Marketed as the company that understands the needs of military families, they have a few features to their products you won’t find elsewhere.

USAA Summary

USAA opened it’s doors in 1922 as United States Army Automobile Association, providing car insurance to military members who were having trouble obtaining coverage elsewhere due to insurers who considered them high-risk. Two years later they opened up their products to members of other branches of the military and changed the name to United Services Automobile Association (USAA).

In the 1960s, USAA expanded its product range to include homeowner’s and life insurance. They have a large headquarters in San Antonio, TX, and also have offices in England and Germany.

USAA is not a corporation, but rather an inter-insurance exchange. This basically means that all of the policyholders insure each other, and are all owners of USAA’s assets. There are no stock or shareholders, and the company’s profits are kept either as assets or returned to the policyholders – we’ll take a closer look at how that works further down in the section on Subscriber’s Accounts.

USAA is a full-service insurance and financial services company, offering banking, investment services, retirement planning, and more in addition to insurance policies. Some of their policies are underwritten by wholly owned subsidiary companies. They meet nearly every insurance and financial need that the average person could possibly need, making them a popular choice.

USAA ranks as the 6th largest auto insurer in the nation according to a 2014 study, and the 10th largest property & casualty insurer according to a 2014 FIO report. That makes it pretty clear that limiting their market to the military is not hurting the bottom line. In fact they continue to show a lot of growth and are likely to continue that way.

Who Can Join USAA

USAA is different from most insurance companies – many may offer affiliate discounts, but they don’t cater to one specific population. In order to obtain insurance from USAA, you will need to be eligible. The website provides a questionnaire to help people determine whether or not they will qualify.

A basic list of qualified people includes:

  • U.S. Military personnel and officers, whether active, retired, or honorably discharged
  • Children of current or former USAA members who had auto or property insurance
  • Academy cadets and midshipmen, those in ROTC (Reserve Officers Training Corps) on scholarships, and officer candidates
  • Former USAA members who have had auto or property insurance
  • Widows, widowers, or former spouses (who are not re-married) of USAA members who had USAA insurance while married

USAA has historically offered products to members of certain government agencies as well, but some of those rules have changed recently. It’s best to check with the company to determine if you qualify.

Insurance Products

USAA offers all of the basics of personal insurance as well as some specialty policies. Their product range is fairy comprehensive, so they are likely a one-stop shopping option for many people.

Auto Insurance

Auto insurance is USAA’s original product, and they have been offering it for almost 100 years. USAA offers everything you would expect from a comprehensive auto policy, including liability, comprehensive and collision, and many other options. Discounts include many of the choices offered by other major insurance companies along with a few more unusual ones.

Here are some of the available discounts:

  • Safe Driver
  • Defensive Driving Course
  • Good Student
  • New Vehicle
  • In-Storage discount of up to 90%
  • Military Installation discount for cars kept on military bases
  • Loyalty

USAA auto policies also include roadside assistance and guaranteed renewal as long as you meet a few simple eligibility requirements.

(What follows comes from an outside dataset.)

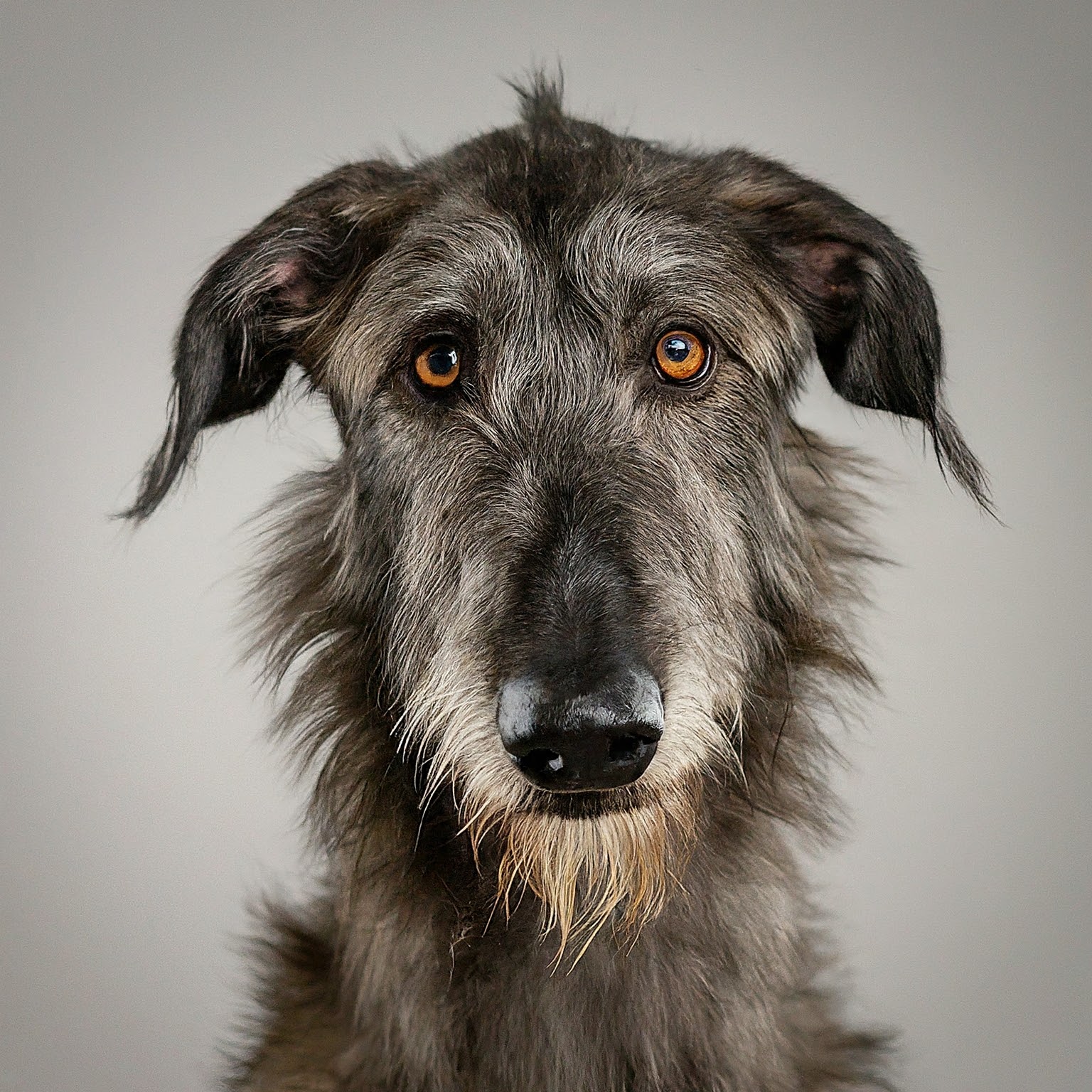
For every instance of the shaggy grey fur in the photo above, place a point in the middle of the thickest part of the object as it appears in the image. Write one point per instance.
(562, 498)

Collector car insurance is also available, although it is underwritten by a different company.

Homeowner’s Insurance

Insuring a variety of homes, including single-family dwellings, mobile homes, and condos, USAA home insurance provides a number of features:

  • Full replacement cost coverage for the home itself
  • Personal property coverage up to 75% of the home’s insured value
  • Up to $5000 in identity theft coverage
  • Coverage for assessment costs charged by condo associations
  • Personal liability coverage

In addition to insuring owner-occupied dwellings, USAA writes rental property coverage, which caters to the needs of landlords. Coverage includes dwelling protection, liability, and loss of income from a home that is vacant during repairs under a covered loss.

Renter’s insurance

This type of policy is designed to cover the personal property of those who are living in a rental property. It also offers tenants liability coverage and other features and benefits. Because renters don’t need structure coverage, this policy is usually very affordable, and is even more so with multi-policy discounts.

Valuables and Collectibles

USAA writes policies to cover high-value items such as jewelry, art, musical instruments, and collectibles. The Valuable Personal Property policy is written as a stand-alone, but you are required to have a USAA homeowner’s insurance policy to qualify.

The Collectibles policy can cover a variety of collections including memorabilia and more, and is also a stand-alone policy that does not require an underlying policy. It’s fairly unusual for insurance companies to offer stand-alone policies of this nature, and collectibles are usually included under other headings, so that makes USAA stand out in terms of covering special items.

Motorcycle, Moped, and ATV

USAA writes policies for a variety of motorcycles, mopeds, scooters, and ATVs. They offer discounts for members who have other policies with the company and a series of other discounts including safety course. Their motorcycle insurance covers all of the basics as well as a variety of motorcycle-specific benefits.

Like their auto insurance, USAA includes roadside assistance with these policies as an added feature. Motorcycle insurance is underwritten by a third party.


USAA has insurance for a variety of watercraft, including pleasure boats and personal watercraft. They offer several discounts with these policies as well, including safety course discounts and a multi-policy discount for insuring more than one watercraft.


USAA offers this product underwritten by a third-party company to cover motorhomes. The coverage includes vacation liability and emergency expenses, as well as coverage for the motorhome itself as a vehicle. These policies also come with roadside assistance, just like all vehicle insurance from USAA, which is a nice perk on a motorhome, since towing and other assistance can be very costly.


Aviation is one of the more unusual products offered through USAA, although it is not underwritten by the company. It covers personally owned aircraft, aviation businesses, and has higher liability limits available. It will also cover you when flying an aircraft that is owned by someone else.

Finding a product like this from a major insurer definitely sets USAA apart and also points to their military connections.

Life Insurance

USAA has a basic range of life insurance products available, and caters to the needs of military personnel by offering life policies that do not have the standard war exclusion. Life products come in four main types:

  • Term Life
  • Military Term
  • Whole
  • Universal

Additional Products

USAA has a list of other products to round out their offerings: umbrella, special event insurance, pet insurance, travel insurance, and even small business insurance. They also write flood insurance through the National Flood Insurance Program.

Prices and Premiums

USAA offers online quotes as well as over-the-phone services, but you must have a login to the customer portal in order to obtain quotes. This makes it more difficult to comparison shop, but is likely intended to avoid providing quotes to people who aren’t eligible for the products but may not realize it.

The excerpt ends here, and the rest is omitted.